East Los Angeles first appeared as an unincorporated place in the 1960 United States census as part of the Southeast census county division; and as a census designated place in the 1980 United States census.

Historical population
| Census | Pop. | Note | %± |
| 1960 | 104,270 |  | — |
| 1970 | 104,881 |  | 0.6% |
| 1980 | 110,017 |  | 4.9% |
| 1990 | 126,379 |  | 14.9% |
| 2000 | 124,283 |  | −1.7% |
| 2010 | 126,496 |  | 1.8% |
| 2020 | 118,786 |  | −6.1% |
U.S. Decennial Census 1860–1870 1880-1890 1900 1910 1920 1930 1940 1950 1960 1970 1980 1990 2000 2010 2020

===Racial and ethnic composition===

East Los Angeles CDP, California – Racial and ethnic composition Note: the US Census treats Hispanic/Latino as an ethnic category. This table excludes Latinos from the racial categories and assigns them to a separate category. Hispanics/Latinos may be of any race.
| Race / Ethnicity (NH = Non-Hispanic) | Pop 1980 | Pop 1990 | Pop 2000 | Pop 2010 | Pop 2020 | % 1980 | % 1990 | % 2000 | % 2010 | % 2020 |
| White alone (NH) | 4,559 | 3,497 | 2,275 | 1,917 | 2,399 | 4.14% | 2.77% | 1.83% | 1.52% | 2.02% |
| Black or African American alone (NH) | 378 | 1,538 | 192 | 322 | 638 | 0.34% | 1.22% | 0.15% | 0.25% | 0.54% |
| Native American or Alaska Native alone (NH) | 96 | 118 | 260 | 167 | 199 | 0.09% | 0.09% | 0.21% | 0.13% | 0.17% |
| Asian alone (NH) | 1,199 | 1,198 | 838 | 962 | 1,648 | 1.09% | 0.95% | 0.67% | 0.76% | 1.39% |
| Native Hawaiian or Pacific Islander alone (NH) | 13 | 13 | 19 | 0.01% | 0.01% | 0.02% |
| Other race alone (NH) | 271 | 344 | 108 | 153 | 331 | 0.24% | 0.27% | 0.09% | 0.12% | 0.28% |
| Mixed race or Multiracial (NH) | x | x | 290 | 178 | 516 | x | x | 0.23% | 0.14% | 0.43% |
| Hispanic or Latino (any race) | 103,514 | 119,684 | 120,307 | 122,784 | 113,036 | 94.09% | 94.70% | 96.80% | 97.07% | 95.16% |
| Total | 110,017 | 126,379 | 124,283 | 126,496 | 118,786 | 100.00% | 100.00% | 100.00% | 100.00% | 100.00% |

East Los Angeles is the least ethnically diverse community in Los Angeles County, as noted by the Los Angeles Times "Mapping L.A." survey. Mexican (85.4%) and Italian (0.2%) are the most common ancestries. Mexico and El Salvador were the most common foreign places of birth.

===2020 census===

As of the 2020 census, East Los Angeles had a population of 118,786. The median age was 33.3 years. 25.6% of residents were under the age of 18 and 11.2% of residents were 65 years of age or older. For every 100 females there were 97.2 males, and for every 100 females age 18 and over there were 95.1 males age 18 and over.
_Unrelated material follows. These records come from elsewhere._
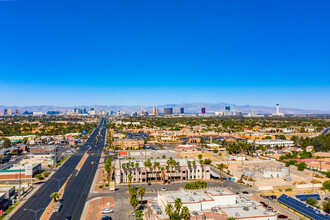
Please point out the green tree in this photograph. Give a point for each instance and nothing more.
(132, 191)
(138, 214)
(178, 204)
(55, 196)
(326, 185)
(326, 206)
(6, 143)
(185, 213)
(133, 201)
(169, 210)
(301, 166)
(141, 192)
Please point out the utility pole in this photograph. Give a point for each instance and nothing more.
(20, 182)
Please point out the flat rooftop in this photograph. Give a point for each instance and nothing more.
(182, 161)
(198, 195)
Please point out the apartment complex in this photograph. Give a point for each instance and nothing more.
(160, 170)
(209, 204)
(128, 144)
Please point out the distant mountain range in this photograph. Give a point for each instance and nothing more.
(188, 108)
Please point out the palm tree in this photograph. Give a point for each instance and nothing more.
(162, 175)
(141, 192)
(178, 204)
(221, 167)
(201, 162)
(132, 191)
(54, 196)
(167, 170)
(138, 214)
(134, 202)
(130, 178)
(169, 210)
(185, 213)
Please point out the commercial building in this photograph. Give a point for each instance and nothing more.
(19, 171)
(168, 111)
(155, 111)
(186, 169)
(209, 204)
(127, 144)
(7, 111)
(272, 143)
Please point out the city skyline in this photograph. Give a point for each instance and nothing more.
(63, 53)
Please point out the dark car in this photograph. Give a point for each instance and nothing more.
(282, 217)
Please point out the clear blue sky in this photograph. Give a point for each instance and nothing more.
(72, 52)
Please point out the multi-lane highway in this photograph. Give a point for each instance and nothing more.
(41, 198)
(78, 186)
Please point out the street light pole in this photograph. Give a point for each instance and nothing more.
(35, 212)
(58, 182)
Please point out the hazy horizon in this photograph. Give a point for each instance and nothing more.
(66, 53)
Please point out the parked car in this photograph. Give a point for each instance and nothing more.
(106, 211)
(269, 208)
(58, 207)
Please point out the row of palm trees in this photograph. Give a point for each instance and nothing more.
(155, 168)
(134, 201)
(177, 212)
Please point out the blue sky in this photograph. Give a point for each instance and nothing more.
(77, 52)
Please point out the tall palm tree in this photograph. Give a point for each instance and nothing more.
(178, 204)
(185, 213)
(221, 167)
(169, 210)
(167, 170)
(162, 175)
(141, 192)
(134, 202)
(130, 178)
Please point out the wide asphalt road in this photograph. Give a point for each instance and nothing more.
(41, 198)
(78, 187)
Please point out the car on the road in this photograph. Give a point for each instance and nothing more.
(58, 207)
(269, 208)
(106, 211)
(273, 197)
(282, 216)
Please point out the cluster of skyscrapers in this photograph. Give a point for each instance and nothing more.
(10, 112)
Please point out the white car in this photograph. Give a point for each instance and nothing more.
(106, 211)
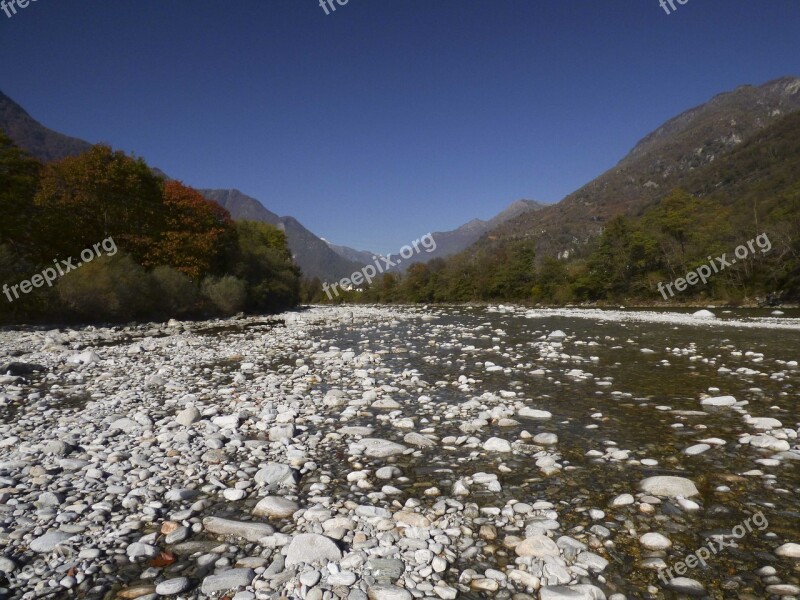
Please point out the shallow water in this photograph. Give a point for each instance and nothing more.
(639, 411)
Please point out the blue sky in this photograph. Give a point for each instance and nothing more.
(387, 118)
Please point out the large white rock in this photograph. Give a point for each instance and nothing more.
(497, 445)
(419, 440)
(188, 416)
(532, 413)
(790, 550)
(384, 591)
(252, 532)
(764, 423)
(655, 541)
(232, 579)
(311, 548)
(537, 546)
(50, 541)
(571, 592)
(277, 507)
(719, 401)
(668, 486)
(276, 474)
(377, 448)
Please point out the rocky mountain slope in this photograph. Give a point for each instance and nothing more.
(662, 160)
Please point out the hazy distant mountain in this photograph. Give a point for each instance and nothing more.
(33, 137)
(661, 161)
(314, 255)
(450, 242)
(359, 256)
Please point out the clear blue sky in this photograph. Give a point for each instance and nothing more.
(387, 118)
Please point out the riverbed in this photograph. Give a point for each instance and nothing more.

100.0% of residents lived in urban areas, while 0.0% lived in rural areas.

There were 31,548 households in East Los Angeles, of which 46.5% had children under the age of 18 living in them. Of all households, 42.8% were married-couple households, 17.5% were households with a male householder and no spouse or partner present, and 30.5% were households with a female householder and no spouse or partner present. About 14.2% of all households were made up of individuals and 6.3% had someone living alone who was 65 years of age or older.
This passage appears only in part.